We are explicit about what this is not: it is not a full actuarial review of a rating factor. It is one causal diagnostic, local to the threshold, for policies right at the boundary. A pricing team would combine this with portfolio-wide GLM analysis, market benchmarking, and claims data review. What RDD uniquely provides is the causal identification — something a GLM relativity alone cannot claim.
Where it sits
The insurance-rdd library addresses a specific question: at a rating threshold where your tariff changes discontinuously, does the underlying claims risk change by the same amount?
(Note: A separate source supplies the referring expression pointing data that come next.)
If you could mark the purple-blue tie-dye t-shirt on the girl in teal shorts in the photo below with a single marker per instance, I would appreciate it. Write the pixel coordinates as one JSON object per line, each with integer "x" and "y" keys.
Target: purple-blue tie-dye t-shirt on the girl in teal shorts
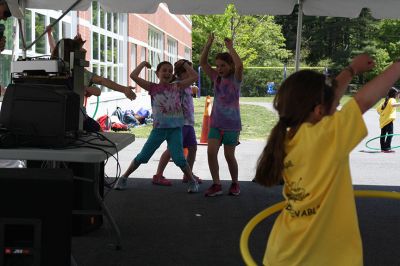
{"x": 225, "y": 112}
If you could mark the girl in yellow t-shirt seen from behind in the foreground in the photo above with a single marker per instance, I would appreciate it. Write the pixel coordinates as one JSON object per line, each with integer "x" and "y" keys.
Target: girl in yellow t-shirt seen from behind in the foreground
{"x": 309, "y": 149}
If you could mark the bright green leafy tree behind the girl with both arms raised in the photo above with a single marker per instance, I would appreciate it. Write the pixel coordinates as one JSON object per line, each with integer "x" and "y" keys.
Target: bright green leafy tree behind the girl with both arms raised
{"x": 258, "y": 41}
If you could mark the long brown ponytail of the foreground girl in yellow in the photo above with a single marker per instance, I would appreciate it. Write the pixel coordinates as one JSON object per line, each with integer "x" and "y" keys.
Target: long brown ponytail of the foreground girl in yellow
{"x": 271, "y": 161}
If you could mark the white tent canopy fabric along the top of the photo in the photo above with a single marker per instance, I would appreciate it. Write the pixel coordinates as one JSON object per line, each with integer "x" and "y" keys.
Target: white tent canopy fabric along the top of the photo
{"x": 336, "y": 8}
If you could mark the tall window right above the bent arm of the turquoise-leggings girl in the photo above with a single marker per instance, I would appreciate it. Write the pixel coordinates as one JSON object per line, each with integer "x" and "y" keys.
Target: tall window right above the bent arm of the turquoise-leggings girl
{"x": 155, "y": 52}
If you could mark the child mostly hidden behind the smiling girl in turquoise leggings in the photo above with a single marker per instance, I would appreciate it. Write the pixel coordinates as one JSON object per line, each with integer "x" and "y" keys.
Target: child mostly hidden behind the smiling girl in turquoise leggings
{"x": 188, "y": 133}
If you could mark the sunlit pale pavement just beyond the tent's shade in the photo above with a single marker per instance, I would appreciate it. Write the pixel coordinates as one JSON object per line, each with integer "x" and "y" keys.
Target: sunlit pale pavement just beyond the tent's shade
{"x": 367, "y": 168}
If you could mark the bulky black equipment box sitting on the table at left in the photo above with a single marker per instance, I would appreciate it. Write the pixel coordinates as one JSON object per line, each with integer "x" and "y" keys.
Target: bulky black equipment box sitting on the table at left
{"x": 41, "y": 115}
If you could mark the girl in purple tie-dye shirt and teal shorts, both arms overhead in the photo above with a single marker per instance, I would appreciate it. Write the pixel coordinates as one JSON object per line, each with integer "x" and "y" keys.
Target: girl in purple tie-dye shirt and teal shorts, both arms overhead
{"x": 225, "y": 123}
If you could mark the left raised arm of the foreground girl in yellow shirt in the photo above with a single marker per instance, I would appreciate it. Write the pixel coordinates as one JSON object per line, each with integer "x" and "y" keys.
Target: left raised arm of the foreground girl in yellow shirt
{"x": 358, "y": 65}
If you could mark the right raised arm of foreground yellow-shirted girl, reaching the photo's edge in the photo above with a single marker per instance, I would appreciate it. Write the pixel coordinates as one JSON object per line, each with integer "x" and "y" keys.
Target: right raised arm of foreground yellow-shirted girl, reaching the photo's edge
{"x": 377, "y": 88}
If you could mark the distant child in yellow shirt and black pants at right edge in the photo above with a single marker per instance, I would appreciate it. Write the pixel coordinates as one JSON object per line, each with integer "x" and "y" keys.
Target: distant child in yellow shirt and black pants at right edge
{"x": 387, "y": 114}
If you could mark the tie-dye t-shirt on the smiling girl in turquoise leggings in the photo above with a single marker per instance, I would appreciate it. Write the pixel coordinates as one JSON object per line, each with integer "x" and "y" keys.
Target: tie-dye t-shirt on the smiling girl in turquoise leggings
{"x": 166, "y": 105}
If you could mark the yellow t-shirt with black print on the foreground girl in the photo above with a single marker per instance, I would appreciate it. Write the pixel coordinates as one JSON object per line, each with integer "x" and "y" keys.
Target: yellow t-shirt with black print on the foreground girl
{"x": 319, "y": 224}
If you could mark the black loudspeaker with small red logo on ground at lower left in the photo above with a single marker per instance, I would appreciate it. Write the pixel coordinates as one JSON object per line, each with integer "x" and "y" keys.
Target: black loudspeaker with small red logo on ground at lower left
{"x": 35, "y": 217}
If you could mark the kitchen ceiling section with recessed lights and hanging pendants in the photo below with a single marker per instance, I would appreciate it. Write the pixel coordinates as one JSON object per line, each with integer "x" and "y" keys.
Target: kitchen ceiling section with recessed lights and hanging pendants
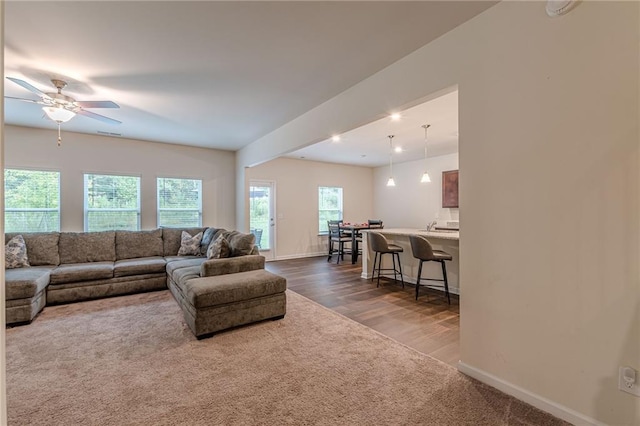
{"x": 369, "y": 145}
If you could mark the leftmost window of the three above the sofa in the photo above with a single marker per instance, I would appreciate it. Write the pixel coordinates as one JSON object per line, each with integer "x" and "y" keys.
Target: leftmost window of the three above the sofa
{"x": 32, "y": 201}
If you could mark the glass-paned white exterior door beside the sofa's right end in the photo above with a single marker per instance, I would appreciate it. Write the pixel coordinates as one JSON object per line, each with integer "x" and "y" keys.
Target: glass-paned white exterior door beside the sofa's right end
{"x": 261, "y": 216}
This is a question pricing teams should be asking routinely and almost never do formally.
The complementary tool is insurance-bunching — which asks not whether the threshold causes a risk change, but whether policyholders are bunching to game it. Bunching says: is the distribution of the running variable distorted at the threshold? RDD says: does crossing the threshold cause the outcome to change? The two are different questions with different implications. If you see bunching at NCD step 4 but no causal claims effect at that step, policyholders are optimising premium rather than risk — a different regulatory exposure than if bunching and risk both jump at the same point.
Run them together on the same threshold.
insurance-rdd on GitHub — MIT-licensed, PyPI. The first Python implementation of geographic RDD and the first RDD library with insurance-specific exposure, Poisson, and FCA Consumer Duty output.